Many doomsayers worried that the Fed tightening that began in 2004 would help prompt a recession – and it eventually did in 2008. Though rates are still historically low in the United States, the Federal Reserve began to raise them more than two years ago and is expected to continue tightening them into next year. The Fed’s tightening is already rattling emerging markets. When the American markets start feeling it, the results are likely be very different from 2008 – corporate meltdowns rather than mortgage defaults, and bond and pension funds affected before big investment banks.
If a downturn follows, it is more likely to be a normal recession than another 100-year storm, like in 2008 in our opinion. Most economists put the probability of such a recession hitting before the end of 2020 of less than 20%. But as per our experience economists are more often wrong than right. Professional forecasters have missed every recession since such records were first kept in 1968, and one of many reasons for this is “recency bias”: using economic forecasting models that tend to give too much weight to recent events. They see, for example, that big banks are in much better shape than in 2008, and households are less encumbered by mortgage debt, and so play down the likelihood of another recession. But they are, in effect preparing to fight the last war.

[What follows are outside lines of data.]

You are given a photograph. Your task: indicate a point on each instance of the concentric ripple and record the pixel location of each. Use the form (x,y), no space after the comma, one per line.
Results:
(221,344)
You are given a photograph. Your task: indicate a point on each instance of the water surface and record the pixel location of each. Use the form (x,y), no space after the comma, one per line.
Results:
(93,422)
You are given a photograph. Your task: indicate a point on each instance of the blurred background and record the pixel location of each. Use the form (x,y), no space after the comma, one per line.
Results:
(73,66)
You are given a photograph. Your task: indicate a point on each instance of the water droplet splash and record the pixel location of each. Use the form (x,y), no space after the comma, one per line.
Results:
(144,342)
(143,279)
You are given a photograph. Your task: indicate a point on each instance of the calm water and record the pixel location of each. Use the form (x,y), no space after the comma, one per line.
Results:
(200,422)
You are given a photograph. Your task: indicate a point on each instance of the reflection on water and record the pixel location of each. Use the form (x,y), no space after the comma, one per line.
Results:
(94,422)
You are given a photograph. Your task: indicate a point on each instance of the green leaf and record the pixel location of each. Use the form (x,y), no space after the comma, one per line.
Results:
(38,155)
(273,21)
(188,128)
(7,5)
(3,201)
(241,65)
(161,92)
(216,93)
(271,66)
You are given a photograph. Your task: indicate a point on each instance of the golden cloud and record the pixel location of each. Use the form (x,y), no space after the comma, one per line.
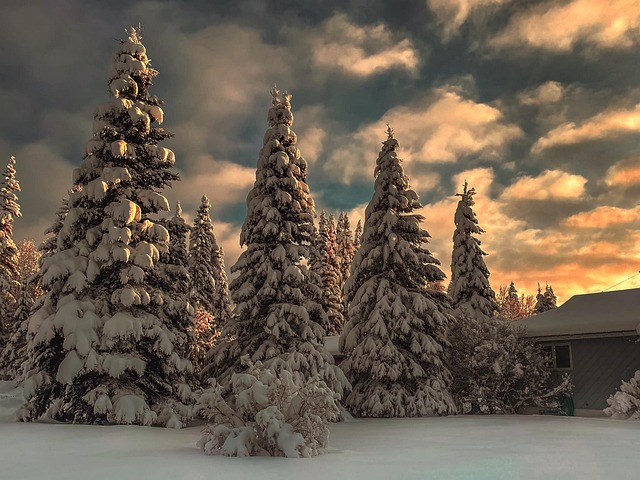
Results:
(624,173)
(438,129)
(606,124)
(560,26)
(452,14)
(361,51)
(550,185)
(548,92)
(603,217)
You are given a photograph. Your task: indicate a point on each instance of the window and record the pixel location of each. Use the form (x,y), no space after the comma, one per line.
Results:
(559,356)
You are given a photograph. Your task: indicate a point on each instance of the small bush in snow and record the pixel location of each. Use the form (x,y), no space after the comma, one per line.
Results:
(497,370)
(625,403)
(268,414)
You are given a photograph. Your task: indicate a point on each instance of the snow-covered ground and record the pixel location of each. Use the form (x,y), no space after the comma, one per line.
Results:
(463,447)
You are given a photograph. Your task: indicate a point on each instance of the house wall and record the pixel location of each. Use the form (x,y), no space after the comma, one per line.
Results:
(599,366)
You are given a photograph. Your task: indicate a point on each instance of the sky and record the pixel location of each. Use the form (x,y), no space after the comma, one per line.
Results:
(536,104)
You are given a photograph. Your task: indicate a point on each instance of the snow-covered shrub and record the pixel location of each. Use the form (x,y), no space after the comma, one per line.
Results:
(268,414)
(625,403)
(497,370)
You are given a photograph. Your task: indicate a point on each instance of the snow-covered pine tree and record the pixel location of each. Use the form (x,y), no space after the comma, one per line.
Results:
(469,288)
(513,307)
(277,320)
(325,265)
(14,353)
(357,237)
(222,298)
(540,303)
(395,338)
(171,277)
(209,289)
(345,250)
(625,403)
(50,244)
(550,298)
(9,284)
(103,348)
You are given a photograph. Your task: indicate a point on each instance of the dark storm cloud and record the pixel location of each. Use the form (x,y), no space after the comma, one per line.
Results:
(471,92)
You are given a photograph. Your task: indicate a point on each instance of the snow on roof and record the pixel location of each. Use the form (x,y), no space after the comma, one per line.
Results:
(589,314)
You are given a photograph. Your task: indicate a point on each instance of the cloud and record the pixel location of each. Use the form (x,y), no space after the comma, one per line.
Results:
(452,14)
(550,185)
(607,124)
(440,128)
(625,173)
(361,51)
(604,217)
(225,183)
(309,125)
(548,92)
(559,27)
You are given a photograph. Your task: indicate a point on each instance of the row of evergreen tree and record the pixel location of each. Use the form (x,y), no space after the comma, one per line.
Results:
(111,339)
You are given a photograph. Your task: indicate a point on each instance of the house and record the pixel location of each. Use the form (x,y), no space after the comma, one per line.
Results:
(594,338)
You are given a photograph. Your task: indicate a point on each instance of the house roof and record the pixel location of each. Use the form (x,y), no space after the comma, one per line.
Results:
(592,314)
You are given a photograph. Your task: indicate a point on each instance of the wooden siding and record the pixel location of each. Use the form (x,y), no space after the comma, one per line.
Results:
(599,366)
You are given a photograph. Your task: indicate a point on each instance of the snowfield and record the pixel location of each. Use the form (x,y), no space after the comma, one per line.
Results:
(461,447)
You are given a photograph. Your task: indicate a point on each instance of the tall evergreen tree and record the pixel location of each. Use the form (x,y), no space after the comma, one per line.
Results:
(14,354)
(277,320)
(345,248)
(104,349)
(395,338)
(469,288)
(9,284)
(325,265)
(357,237)
(14,359)
(172,276)
(209,289)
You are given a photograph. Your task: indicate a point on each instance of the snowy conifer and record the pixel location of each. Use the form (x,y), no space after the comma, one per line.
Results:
(625,403)
(395,338)
(540,301)
(9,282)
(103,348)
(469,288)
(171,275)
(277,320)
(345,248)
(14,355)
(550,298)
(357,237)
(345,251)
(325,265)
(209,289)
(50,244)
(513,307)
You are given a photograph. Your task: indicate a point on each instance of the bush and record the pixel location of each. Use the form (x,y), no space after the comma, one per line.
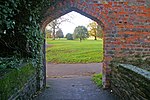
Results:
(69,36)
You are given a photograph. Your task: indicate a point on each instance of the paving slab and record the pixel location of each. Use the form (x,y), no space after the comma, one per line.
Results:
(75,88)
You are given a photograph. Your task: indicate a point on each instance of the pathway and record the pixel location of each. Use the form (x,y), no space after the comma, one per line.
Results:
(73,82)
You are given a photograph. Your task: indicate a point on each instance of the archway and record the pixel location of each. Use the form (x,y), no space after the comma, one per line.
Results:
(92,11)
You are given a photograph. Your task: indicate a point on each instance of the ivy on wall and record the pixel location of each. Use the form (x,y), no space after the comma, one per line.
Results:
(20,33)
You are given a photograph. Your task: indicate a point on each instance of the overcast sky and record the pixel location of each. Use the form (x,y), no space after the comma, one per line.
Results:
(76,20)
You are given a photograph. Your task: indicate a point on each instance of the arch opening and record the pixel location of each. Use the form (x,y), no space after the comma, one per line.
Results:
(94,20)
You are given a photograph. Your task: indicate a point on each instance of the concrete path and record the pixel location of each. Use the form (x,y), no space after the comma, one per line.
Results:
(76,88)
(70,70)
(73,82)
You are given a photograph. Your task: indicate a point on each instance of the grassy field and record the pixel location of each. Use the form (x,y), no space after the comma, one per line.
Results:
(73,51)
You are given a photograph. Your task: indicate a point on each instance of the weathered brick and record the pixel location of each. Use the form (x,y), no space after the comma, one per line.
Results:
(126,23)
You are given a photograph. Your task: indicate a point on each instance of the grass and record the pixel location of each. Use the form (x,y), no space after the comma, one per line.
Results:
(73,51)
(97,79)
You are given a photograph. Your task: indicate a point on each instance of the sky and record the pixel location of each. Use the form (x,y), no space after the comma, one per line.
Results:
(76,19)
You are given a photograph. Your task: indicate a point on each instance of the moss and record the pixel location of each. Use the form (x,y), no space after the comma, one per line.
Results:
(14,80)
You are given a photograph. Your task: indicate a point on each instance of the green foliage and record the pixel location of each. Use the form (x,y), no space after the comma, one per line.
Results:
(11,62)
(14,80)
(69,36)
(72,51)
(81,32)
(97,79)
(59,34)
(20,31)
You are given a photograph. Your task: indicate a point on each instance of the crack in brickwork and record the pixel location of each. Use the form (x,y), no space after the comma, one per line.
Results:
(126,25)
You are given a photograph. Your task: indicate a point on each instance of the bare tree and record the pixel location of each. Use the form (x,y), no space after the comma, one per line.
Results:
(55,24)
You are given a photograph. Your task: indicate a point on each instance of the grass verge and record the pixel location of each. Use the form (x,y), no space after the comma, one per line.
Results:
(97,79)
(73,51)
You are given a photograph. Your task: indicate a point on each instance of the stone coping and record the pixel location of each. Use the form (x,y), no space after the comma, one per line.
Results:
(140,71)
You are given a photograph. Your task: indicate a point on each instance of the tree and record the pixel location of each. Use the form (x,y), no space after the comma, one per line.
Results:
(95,30)
(69,36)
(55,24)
(59,34)
(80,32)
(48,33)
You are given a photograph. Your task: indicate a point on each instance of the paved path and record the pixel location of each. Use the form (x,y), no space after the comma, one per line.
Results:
(77,88)
(70,70)
(73,82)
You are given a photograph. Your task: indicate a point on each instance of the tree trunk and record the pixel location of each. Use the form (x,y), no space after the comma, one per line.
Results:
(95,38)
(80,39)
(53,32)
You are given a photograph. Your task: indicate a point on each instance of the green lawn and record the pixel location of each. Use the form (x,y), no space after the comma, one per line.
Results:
(73,51)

To have any chance of anticipating and preventing the next downturn, regulators must look for threats that have emerged since 2008. They need to recognize that the markets now play an outsized role in the economy, and their attempts to micromanage this fast sea of money have only pushed the risks away from big American banks and toward new lenders outside the banking system, particularly in the United States and China. Markets have grown so large in part because every time they stumbled, central bankers recued them with easy money. When markets rose sharply – as they have in recent years – the authorities stood by, saying they are not in the business of popping bubbles. Now, in our opinion, the markets are so large it is hard to see how policymakers can lower the risks they pose without participating a sharp decline that is bound to damage the economy. It’s a familiar problem: Like the big banks in 2008, the global markets have grown “too big to fail”.
Having said all of this, we at Calvin • Farel have come up with our own conclusion and we will focus more and more on the 4th Industrial Revolution, blockchain technology and start-up companies in these fields as we believe that such companies will be less affected in a possible economical and financial downturn.